The story, about Samoa's new Parliament complex, is strikingly familiar.
The building was hailed as a landmark development for Samoan democracy and its relations with Australia, which jointly funded the project.
“[This] is a celebration for Samoa, celebration for Australia and celebration of what this building symbolizes in terms of democratic governance of our nations,” said Australian Senator Anne Ruston, representing the project's co-funder.
“It also reflects the great skills of Samoan people, the tradesmen working together to create this building; it’s a building for all Samoans.”
Now less than one year later we find that this tribute to Samoan democracy and the skills of its workforce has a leaking roof.
Similar problems occurred when the Justice Ministry was presented with a $200,000 bill to repair a leaking courthouse roof at Mulinu’u that had been constructed by way of a $62.25 million tala project loan from China.
Let us be clear. We do not blame our donor partners and international friends for these mishaps. We have the ultimate say on what is constructed within our borders and who constructs it.
In the case of the Maota Fono, it was a local company, Craig Construction that, according to the Government’s allegations (they have not returned our requests for comment) caused these problems.
It seems there was an inexplicable failure by project managers to have Craig Construction meet a standard condition for major construction work: a deposit to cover possible post-construction teething problems.
“[It needs to be determined why the company] rejected the [Government of Samoa’s] condition to provide a bank guarantee for the partial retention release,” a letter from the Clerk of the Legislative Assembly’s Office read.
Of course, this is not a criticism against infrastructure itself. This country badly needs new infrastructure.
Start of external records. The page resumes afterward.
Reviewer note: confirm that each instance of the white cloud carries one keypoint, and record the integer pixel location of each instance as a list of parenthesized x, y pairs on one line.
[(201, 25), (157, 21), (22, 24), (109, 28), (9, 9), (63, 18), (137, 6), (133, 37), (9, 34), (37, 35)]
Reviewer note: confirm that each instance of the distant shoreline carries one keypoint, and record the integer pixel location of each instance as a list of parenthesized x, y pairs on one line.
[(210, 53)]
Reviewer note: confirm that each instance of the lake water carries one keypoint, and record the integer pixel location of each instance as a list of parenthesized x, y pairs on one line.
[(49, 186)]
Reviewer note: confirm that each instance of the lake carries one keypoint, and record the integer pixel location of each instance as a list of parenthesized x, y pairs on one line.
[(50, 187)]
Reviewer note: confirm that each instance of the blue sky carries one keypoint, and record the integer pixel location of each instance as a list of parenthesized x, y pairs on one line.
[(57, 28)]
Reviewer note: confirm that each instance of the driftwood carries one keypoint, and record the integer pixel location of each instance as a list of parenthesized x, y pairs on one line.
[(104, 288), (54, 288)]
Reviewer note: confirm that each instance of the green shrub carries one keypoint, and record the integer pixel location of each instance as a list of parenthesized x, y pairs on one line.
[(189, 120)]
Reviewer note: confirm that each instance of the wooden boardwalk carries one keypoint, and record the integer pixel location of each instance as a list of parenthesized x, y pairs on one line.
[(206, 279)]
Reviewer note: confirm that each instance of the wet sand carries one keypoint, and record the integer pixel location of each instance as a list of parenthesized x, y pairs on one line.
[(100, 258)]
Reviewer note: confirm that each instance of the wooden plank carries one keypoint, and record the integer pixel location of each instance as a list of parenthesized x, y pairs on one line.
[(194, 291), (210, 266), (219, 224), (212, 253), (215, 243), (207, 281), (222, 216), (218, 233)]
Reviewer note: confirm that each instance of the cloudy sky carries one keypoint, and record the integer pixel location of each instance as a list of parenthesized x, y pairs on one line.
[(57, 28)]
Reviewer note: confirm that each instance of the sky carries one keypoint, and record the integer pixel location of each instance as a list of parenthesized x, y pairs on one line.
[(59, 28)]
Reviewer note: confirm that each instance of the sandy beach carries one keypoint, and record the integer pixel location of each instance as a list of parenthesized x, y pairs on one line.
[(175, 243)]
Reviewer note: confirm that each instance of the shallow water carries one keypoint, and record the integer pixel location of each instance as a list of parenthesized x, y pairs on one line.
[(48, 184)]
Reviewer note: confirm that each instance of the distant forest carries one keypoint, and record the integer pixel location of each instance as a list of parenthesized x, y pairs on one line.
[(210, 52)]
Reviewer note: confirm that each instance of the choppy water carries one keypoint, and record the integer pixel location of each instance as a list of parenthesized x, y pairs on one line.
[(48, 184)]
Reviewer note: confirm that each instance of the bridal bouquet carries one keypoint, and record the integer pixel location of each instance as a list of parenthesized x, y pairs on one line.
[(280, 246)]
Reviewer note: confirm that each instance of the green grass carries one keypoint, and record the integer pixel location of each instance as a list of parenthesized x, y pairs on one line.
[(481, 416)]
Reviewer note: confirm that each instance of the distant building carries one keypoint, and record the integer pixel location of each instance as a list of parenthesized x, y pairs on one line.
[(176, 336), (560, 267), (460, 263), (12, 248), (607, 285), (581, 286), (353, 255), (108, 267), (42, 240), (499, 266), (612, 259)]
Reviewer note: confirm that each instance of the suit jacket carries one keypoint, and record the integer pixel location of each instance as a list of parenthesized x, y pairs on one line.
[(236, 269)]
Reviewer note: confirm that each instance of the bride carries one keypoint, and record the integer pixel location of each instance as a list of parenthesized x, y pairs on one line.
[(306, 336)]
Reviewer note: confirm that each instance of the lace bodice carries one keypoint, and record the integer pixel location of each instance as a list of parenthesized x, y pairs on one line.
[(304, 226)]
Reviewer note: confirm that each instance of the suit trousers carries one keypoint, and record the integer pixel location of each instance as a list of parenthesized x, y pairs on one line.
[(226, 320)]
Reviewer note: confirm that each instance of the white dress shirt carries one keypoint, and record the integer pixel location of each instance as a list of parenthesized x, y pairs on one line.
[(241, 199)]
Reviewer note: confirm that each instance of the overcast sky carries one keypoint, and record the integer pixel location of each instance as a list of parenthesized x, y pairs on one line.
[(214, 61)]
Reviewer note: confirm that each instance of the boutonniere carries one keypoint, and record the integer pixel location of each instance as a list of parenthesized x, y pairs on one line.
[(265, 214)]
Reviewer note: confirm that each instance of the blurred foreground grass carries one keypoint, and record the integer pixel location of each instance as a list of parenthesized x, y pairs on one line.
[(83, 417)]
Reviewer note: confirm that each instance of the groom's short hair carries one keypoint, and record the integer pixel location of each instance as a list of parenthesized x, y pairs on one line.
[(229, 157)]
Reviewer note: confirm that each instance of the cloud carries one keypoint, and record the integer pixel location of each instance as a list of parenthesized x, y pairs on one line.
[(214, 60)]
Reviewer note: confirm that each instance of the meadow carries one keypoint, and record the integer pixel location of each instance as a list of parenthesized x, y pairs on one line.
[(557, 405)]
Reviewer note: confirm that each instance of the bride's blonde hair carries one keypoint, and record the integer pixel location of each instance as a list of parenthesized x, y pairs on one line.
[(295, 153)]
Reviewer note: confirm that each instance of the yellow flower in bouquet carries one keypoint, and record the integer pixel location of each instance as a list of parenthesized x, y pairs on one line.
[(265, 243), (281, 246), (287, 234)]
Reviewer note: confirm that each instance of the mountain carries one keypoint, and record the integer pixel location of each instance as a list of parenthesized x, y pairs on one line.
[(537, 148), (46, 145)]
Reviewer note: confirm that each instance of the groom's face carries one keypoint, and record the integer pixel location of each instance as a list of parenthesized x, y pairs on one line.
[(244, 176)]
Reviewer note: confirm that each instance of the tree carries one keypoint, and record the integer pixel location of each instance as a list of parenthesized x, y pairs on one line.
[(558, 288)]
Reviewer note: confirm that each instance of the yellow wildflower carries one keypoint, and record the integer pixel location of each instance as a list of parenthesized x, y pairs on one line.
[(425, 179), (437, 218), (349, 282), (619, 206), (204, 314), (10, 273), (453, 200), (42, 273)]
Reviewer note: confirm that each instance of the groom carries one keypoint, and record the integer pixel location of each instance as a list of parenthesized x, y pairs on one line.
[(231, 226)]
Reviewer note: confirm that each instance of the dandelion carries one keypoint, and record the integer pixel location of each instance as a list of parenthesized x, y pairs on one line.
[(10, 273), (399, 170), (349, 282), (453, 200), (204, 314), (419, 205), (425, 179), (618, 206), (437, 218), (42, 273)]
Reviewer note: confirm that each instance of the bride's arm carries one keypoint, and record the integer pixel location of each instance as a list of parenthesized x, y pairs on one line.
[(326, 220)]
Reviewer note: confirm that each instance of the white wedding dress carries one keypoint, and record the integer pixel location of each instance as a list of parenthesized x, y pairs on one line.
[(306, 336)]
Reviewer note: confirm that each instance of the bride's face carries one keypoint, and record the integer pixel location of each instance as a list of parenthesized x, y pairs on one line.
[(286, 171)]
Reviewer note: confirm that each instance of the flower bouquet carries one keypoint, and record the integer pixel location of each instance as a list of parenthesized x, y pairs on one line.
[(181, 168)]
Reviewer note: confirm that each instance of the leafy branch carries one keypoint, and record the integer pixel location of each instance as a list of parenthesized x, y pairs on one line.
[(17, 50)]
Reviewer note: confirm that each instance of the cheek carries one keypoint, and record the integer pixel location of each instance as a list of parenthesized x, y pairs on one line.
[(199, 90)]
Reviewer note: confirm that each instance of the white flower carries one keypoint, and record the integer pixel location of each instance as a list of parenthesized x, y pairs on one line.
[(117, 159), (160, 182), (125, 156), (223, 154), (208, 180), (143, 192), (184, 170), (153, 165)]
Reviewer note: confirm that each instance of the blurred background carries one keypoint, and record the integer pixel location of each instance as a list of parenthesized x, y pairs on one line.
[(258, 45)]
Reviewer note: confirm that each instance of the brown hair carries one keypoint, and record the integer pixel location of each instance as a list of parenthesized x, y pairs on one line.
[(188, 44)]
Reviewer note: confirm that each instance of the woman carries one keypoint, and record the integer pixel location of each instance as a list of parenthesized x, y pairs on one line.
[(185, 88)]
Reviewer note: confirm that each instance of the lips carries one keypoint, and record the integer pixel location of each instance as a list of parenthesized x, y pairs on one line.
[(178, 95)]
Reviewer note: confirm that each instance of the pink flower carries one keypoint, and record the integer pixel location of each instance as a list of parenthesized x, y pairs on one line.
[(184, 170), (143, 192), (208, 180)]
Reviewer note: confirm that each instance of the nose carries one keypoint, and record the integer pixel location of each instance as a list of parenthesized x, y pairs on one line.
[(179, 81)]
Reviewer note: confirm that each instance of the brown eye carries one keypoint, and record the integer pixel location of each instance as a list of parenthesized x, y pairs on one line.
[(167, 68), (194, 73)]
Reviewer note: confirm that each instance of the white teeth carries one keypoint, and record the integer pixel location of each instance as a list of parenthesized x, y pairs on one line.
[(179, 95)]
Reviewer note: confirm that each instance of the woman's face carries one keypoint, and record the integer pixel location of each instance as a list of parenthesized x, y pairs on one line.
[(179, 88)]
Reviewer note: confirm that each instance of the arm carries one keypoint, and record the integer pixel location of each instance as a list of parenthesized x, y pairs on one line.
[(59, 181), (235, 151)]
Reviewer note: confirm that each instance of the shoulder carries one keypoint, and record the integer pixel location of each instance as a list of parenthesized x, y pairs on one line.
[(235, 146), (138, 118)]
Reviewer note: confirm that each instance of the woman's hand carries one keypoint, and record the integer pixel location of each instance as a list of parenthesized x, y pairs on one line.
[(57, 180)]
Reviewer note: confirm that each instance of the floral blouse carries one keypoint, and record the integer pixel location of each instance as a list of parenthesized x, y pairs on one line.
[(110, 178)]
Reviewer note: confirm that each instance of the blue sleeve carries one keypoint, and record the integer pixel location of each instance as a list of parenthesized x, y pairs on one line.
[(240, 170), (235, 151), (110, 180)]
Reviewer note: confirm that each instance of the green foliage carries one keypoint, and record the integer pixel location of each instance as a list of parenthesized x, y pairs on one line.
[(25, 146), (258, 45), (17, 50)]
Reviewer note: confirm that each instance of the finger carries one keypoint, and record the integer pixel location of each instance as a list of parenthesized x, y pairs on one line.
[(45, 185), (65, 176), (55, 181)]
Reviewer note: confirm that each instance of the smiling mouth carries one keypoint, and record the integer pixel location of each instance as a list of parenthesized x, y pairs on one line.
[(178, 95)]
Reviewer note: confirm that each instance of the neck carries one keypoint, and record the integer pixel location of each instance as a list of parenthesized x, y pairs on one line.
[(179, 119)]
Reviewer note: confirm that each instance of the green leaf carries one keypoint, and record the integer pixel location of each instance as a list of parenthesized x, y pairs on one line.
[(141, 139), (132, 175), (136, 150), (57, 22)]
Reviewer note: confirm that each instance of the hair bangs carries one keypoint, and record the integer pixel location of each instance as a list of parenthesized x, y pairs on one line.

But there is not a never-ending pot of international aid money. One project that gets funding comes to the exclusion of another that does not. And bearly everywhere you look in Samoa there are other, competing use cases for foreign money from housing to roads to promoting export diversity and even to education.
As we approach the future construction of more mega-projects such as the $250-million, Chinese-funded Vaiusu Wharf, the recent past shows we must be more careful with such large expenditure outlays.
The case of the Vaiusu Wharf is one development that has long been in the pipeline but many of its details are yet-to-be revealed.
It was only in 2019 that it was confirmed that the project would cost $250 million..
It is our duty to ensure that aid grants are spent wisely.
Governments have a natural tendency towards building impressive centrepiece projects which make more of a statement than dozens of road upgrades that fracture public attention into smaller pieces.
Given that exports only account for about 30 per cent of our economy, do we really need to spend an amount equal to one-quarter of the national budget on the new wharf? If so, where is the supporting cost-benefit analysis?
There are still several donor-funded projects that we can hold up as examples of transparently managed developments that meet the nation's needs.
One recent example is Samoan-Japanese cooperation on the $43 million Vaisigano Bridge - though the end product still needs to stand the test of time - is one. The bridge solved an obvious public problem; it was managed skillfully, and it resulted in Samoan companies and labourers learning new and valuable skills from their foreign counterparts.
As aid money continues to tumble into Samoa, it is more important than ever that we study future projects closely and manage them wisely.
A good indication that the Government is confident in the merits of a project is if they release its plans for public viewing and scrutiny from the outset, something we believe should be done as a matter of course.
But we believe the ultimate standard by which a prospective project should be judged is whether it improves the lives of the average Samoan, not whether it makes an impressive contribution to the cityscape.